On this page, we dive into the options provided by different databases. In the following cell, both ClickHouse and Postgres are started.
docker run -d --rm\
--name lag_lead_pg\
-e POSTGRES_PASSWORD=postgres\
postgres:15.4 &> /dev/null
docker run --rm -d \
--name lag_lead_click \
clickhouse/clickhouse-server &> /dev/null
sleep 5
Note: Don’t forget to stop the container afterward.
docker stop lag_lead_pg lag_lead_click
lag_lead_pg
lag_lead_click
Partition by#
If you include a PARTITION BY
clause with the LAG
window function, it will define groups of values within which the shifting operation will take place.
This example demonstrates shifting the group
values within groups defined by group2
.
docker exec -i window_functions_pg psql -U postgres -d postgres << EOF
SELECT
"group", group2,
LAG("group") OVER (PARTITION BY group2)
FROM (
VALUES
(3, 'C', 'X'),
(3, 'C', 'Y'),
(1, 'C', 'X'),
(4, 'B', 'Y'),
(3, 'A', 'X'),
(1, 'D', 'Y')
) AS temp(some_value, "group", group2);
EOF
group | group2 | lag
-------+--------+-----
C | X |
C | X | C
A | X | C
C | Y |
B | Y | C
D | Y | B
(6 rows)
Clickhouse#
Clickhouse by default don’t have LEAD
/LAG
functions, but you can reproduce the effect by using syntax:
any(<column name>) OVER (ROWS BETWEEN <offset> PRECEDING AND <offset> PRECEDING)
forLAG
function.any(<column name>) OVER (ROWS BETWEEN <offset> FOLLOWING AND <offset> FOLLOWING)
forLEAD
function.
Here is an example of a LAG
shift with an offset of 1 and a LEAD
shift with an offset of 2.
docker exec lag_lead_click clickhouse-client -q "
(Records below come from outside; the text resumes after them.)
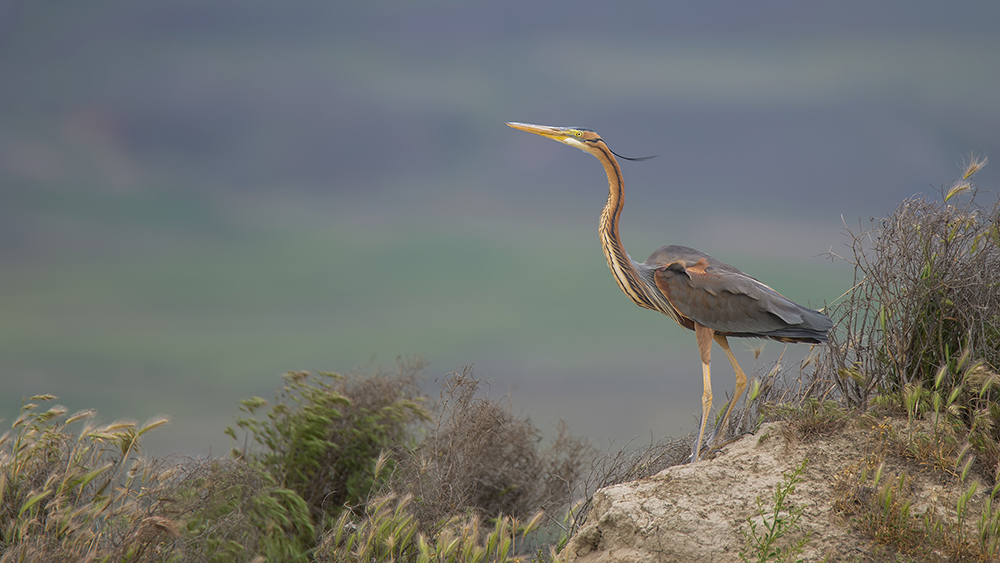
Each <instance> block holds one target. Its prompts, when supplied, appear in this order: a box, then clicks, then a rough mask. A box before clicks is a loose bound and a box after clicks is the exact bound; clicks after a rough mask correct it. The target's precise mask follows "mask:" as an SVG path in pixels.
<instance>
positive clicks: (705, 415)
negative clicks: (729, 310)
mask: <svg viewBox="0 0 1000 563" xmlns="http://www.w3.org/2000/svg"><path fill="white" fill-rule="evenodd" d="M714 334H715V331H714V330H712V329H710V328H708V327H707V326H702V325H700V324H698V323H695V324H694V335H695V338H696V339H697V340H698V353H699V354H701V377H702V380H703V385H704V391H703V392H702V394H701V427H700V428H699V429H698V440H697V441H696V442H695V445H694V452H692V454H691V463H694V462H696V461H698V455H699V454H700V453H701V443H702V439H703V438H704V436H705V425H706V424H707V423H708V414H709V411H711V410H712V367H711V359H712V337H713V335H714Z"/></svg>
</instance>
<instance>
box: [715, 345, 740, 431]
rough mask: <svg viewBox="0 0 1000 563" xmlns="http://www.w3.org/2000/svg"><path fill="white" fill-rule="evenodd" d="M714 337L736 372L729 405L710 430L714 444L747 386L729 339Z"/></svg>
mask: <svg viewBox="0 0 1000 563" xmlns="http://www.w3.org/2000/svg"><path fill="white" fill-rule="evenodd" d="M714 338H715V341H716V342H718V343H719V346H722V351H723V352H725V353H726V358H728V359H729V363H730V364H731V365H732V366H733V371H734V372H735V373H736V388H735V389H733V398H732V399H731V400H730V401H729V406H728V407H727V408H726V414H725V415H724V416H723V417H722V422H721V423H720V424H719V425H717V426H716V427H715V431H714V432H712V437H711V439H710V440H709V442H708V443H709V444H714V443H715V441H716V440H718V438H719V436H720V434H721V433H722V432H724V431H725V429H726V425H727V424H729V415H730V414H732V412H733V407H735V406H736V401H738V400H740V397H741V396H743V391H744V390H745V389H746V388H747V376H746V374H745V373H743V370H742V369H741V368H740V364H739V362H737V361H736V356H734V355H733V351H732V350H730V349H729V341H728V340H726V337H725V336H724V335H721V334H716V335H714Z"/></svg>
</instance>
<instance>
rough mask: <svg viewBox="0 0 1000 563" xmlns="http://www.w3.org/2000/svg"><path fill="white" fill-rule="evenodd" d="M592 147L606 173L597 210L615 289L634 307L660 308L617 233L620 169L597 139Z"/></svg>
mask: <svg viewBox="0 0 1000 563" xmlns="http://www.w3.org/2000/svg"><path fill="white" fill-rule="evenodd" d="M593 146H594V147H595V148H596V149H597V150H596V151H595V152H593V153H592V154H593V155H594V156H596V157H597V160H600V161H601V165H602V166H604V171H605V172H606V173H607V174H608V201H607V202H606V203H605V204H604V210H603V211H601V223H600V235H601V248H602V249H603V250H604V257H605V258H606V259H607V261H608V267H609V268H611V274H612V275H613V276H614V278H615V282H616V283H617V284H618V288H619V289H621V290H622V293H624V294H625V295H627V296H628V297H629V299H631V300H632V301H633V302H634V303H635V304H636V305H638V306H640V307H644V308H646V309H653V310H657V311H658V310H661V308H660V307H657V306H655V305H654V304H653V302H654V300H653V299H652V298H651V296H650V295H648V294H647V290H646V285H647V283H645V282H646V280H645V279H644V277H643V276H642V273H641V272H639V266H640V265H639V264H637V263H636V262H635V261H633V260H632V258H631V257H629V255H628V253H627V252H625V246H624V245H623V244H622V241H621V237H620V236H619V234H618V219H619V218H620V217H621V214H622V208H623V207H624V206H625V191H624V190H625V189H624V182H623V180H622V171H621V168H620V167H619V166H618V161H617V160H615V157H614V155H613V154H611V149H609V148H608V146H607V145H606V144H604V142H603V141H600V140H598V141H597V143H595V144H594V145H593Z"/></svg>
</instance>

CREATE TEMPORARY TABLE temp (original_column Int32) ENGINE = Memory;
INSERT INTO temp VALUES
(4), (3), (3), (1), (3), (3), (3), (5), (5), (1);
SELECT
original_column,
any(original_column) OVER (
ROWS BETWEEN 1 PRECEDING AND 1 PRECEDING
) AS lag_value,
any(original_column) OVER (
ROWS BETWEEN 2 FOLLOWING AND 2 FOLLOWING
) AS lead_value
FROM temp
FORMAT Pretty;
"
┏━━━━━━━━━━━━━━━━━┳━━━━━━━━━━━┳━━━━━━━━━━━━┓
┃ original_column ┃ lag_value ┃ lead_value ┃
┡━━━━━━━━━━━━━━━━━╇━━━━━━━━━━━╇━━━━━━━━━━━━┩
1. │ 4 │ 0 │ 3 │
├─────────────────┼───────────┼────────────┤
2. │ 3 │ 4 │ 1 │
├─────────────────┼───────────┼────────────┤
3. │ 3 │ 3 │ 3 │
├─────────────────┼───────────┼────────────┤
4. │ 1 │ 3 │ 3 │
├─────────────────┼───────────┼────────────┤
5. │ 3 │ 1 │ 3 │
├─────────────────┼───────────┼────────────┤
6. │ 3 │ 3 │ 5 │
├─────────────────┼───────────┼────────────┤
7. │ 3 │ 3 │ 5 │
├─────────────────┼───────────┼────────────┤
8. │ 5 │ 3 │ 1 │
├─────────────────┼───────────┼────────────┤
9. │ 5 │ 5 │ 0 │
├─────────────────┼───────────┼────────────┤
10. │ 1 │ 5 │ 0 │
└─────────────────┴───────────┴────────────┘
Note: Instead of empty values, records without previous or next values are replaced with zeros—this is quite typical for ClickHouse.